Today, we participated in two WebLogic presentations – and won the WebLogic Hackathon contest! But first, let’s talk about the sessions.

The first session was a summarized overview of the Weblogic installation process.
There are two manners to proceed. On the one hand, you can use a GUI based interface, and on the other, you can use the silent mode.
At the end of the presentation, we installed a new Weblogic domain in a virtual machine configured by the presentation speakers.

They managed to automatically setup the networking environment over a private dedicated network for the room, and to share everything we need to download in order to achieve our installation.
Afterwards, we installed an Admin Server, followed by a Managed Server. All installation procedures where done in silent mode, as no X server was installed in the virtual machine.
The interesting thing here for us is that we now have a fully automated script-based manner for the installation of a complete Weblogic domain, in silent mode, and using the node manager.

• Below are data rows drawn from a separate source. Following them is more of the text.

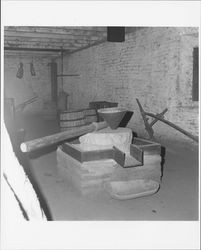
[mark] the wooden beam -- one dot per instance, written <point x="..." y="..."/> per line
<point x="195" y="138"/>
<point x="58" y="29"/>
<point x="44" y="39"/>
<point x="45" y="45"/>
<point x="50" y="35"/>
<point x="32" y="49"/>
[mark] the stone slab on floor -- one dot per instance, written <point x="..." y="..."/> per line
<point x="90" y="176"/>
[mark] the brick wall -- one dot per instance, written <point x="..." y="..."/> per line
<point x="28" y="86"/>
<point x="153" y="65"/>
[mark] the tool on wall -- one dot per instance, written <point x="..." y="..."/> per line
<point x="20" y="71"/>
<point x="160" y="117"/>
<point x="32" y="70"/>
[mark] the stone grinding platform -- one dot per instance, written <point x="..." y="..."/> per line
<point x="90" y="176"/>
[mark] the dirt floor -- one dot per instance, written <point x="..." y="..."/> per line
<point x="177" y="198"/>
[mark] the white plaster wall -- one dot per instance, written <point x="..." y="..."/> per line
<point x="29" y="86"/>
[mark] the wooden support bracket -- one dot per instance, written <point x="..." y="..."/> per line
<point x="160" y="117"/>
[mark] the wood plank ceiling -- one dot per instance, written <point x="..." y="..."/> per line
<point x="50" y="40"/>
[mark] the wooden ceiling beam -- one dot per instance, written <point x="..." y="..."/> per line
<point x="51" y="35"/>
<point x="32" y="49"/>
<point x="68" y="46"/>
<point x="51" y="40"/>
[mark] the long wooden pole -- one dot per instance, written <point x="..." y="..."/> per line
<point x="59" y="137"/>
<point x="195" y="138"/>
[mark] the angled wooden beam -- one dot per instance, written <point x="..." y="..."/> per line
<point x="146" y="123"/>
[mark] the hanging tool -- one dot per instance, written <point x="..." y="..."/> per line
<point x="20" y="71"/>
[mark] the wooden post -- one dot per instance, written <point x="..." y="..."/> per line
<point x="53" y="75"/>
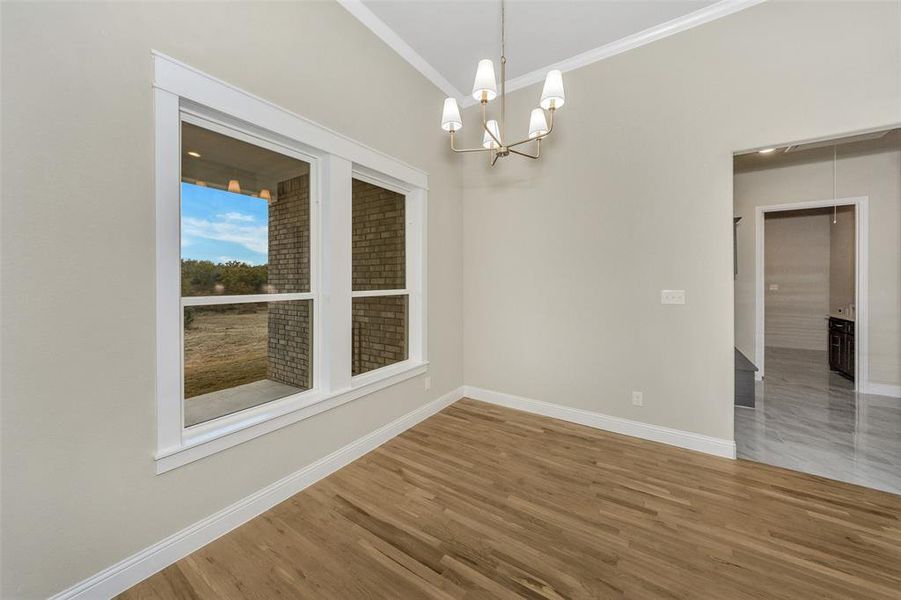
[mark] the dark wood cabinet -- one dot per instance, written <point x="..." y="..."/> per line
<point x="841" y="346"/>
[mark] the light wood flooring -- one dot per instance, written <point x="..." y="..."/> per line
<point x="485" y="502"/>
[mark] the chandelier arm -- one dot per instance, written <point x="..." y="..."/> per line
<point x="461" y="150"/>
<point x="535" y="156"/>
<point x="485" y="125"/>
<point x="538" y="137"/>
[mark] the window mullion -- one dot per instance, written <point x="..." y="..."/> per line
<point x="168" y="271"/>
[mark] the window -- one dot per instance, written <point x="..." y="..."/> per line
<point x="290" y="267"/>
<point x="379" y="277"/>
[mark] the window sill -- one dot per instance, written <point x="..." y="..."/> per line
<point x="208" y="438"/>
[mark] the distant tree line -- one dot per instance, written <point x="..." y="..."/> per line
<point x="206" y="278"/>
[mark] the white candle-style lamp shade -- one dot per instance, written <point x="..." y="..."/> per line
<point x="487" y="140"/>
<point x="552" y="95"/>
<point x="485" y="83"/>
<point x="450" y="117"/>
<point x="537" y="123"/>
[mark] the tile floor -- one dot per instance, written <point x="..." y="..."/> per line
<point x="810" y="419"/>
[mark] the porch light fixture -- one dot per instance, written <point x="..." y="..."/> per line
<point x="484" y="90"/>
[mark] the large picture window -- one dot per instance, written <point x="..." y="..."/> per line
<point x="245" y="235"/>
<point x="290" y="267"/>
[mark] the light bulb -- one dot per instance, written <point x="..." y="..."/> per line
<point x="537" y="123"/>
<point x="450" y="117"/>
<point x="552" y="95"/>
<point x="485" y="83"/>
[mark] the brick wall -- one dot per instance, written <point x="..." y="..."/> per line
<point x="379" y="332"/>
<point x="290" y="344"/>
<point x="378" y="238"/>
<point x="379" y="263"/>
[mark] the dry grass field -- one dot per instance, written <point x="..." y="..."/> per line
<point x="225" y="349"/>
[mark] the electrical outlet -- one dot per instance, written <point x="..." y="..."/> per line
<point x="672" y="296"/>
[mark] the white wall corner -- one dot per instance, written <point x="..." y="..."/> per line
<point x="883" y="389"/>
<point x="674" y="437"/>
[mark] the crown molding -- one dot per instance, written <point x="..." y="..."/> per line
<point x="388" y="35"/>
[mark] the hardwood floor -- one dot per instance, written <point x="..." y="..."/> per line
<point x="481" y="501"/>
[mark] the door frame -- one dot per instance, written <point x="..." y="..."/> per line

On the second presentation, the speakers talked about how to manage configuration files on big heterogeneous environments, including Weblogic, and potentially many more IT products.
In order to help administrators and architects, you can deploy one of the following products: Puppet and/or Chef.

Their main particularity advantages are:

  • Avoiding of repetitive tasks
  • OS independency
  • Keep the servers in sync, with always up-to-date configurations
  • Configuration version control

To summarize, such a “king of products” can pull a configuration file on servers all over an organization network, in a scheduled period of time. Both are equivalent in terms of features and quality. Both run using a central server that communicates with an agent installed on the client servers. It seems that Puppet is more broadly used, as we already have seen it at one of our customers.

Weblogic Hackathon contest

And now to the most interesting: The Weblogic Hackathon contest!

After the second presentation, we split into groups of 3-4 persons and the challenge was to be able to install either a Puppet or Chef Master/Agent in two new virtual machines. The team who did that first, won the right to discuss on-line with the OTN presentation manager.

dbi services was one of the team leaders, as all installation operations were performed on our laptop. We configured a Puppet Master server and an Agent and were able to automatically install a Java Virtual Machine and another Weblogic domain on the client virtual machine (Admin and Managed servers).
We did it! Another trophy won by dbi services, and it will surely not be the last one!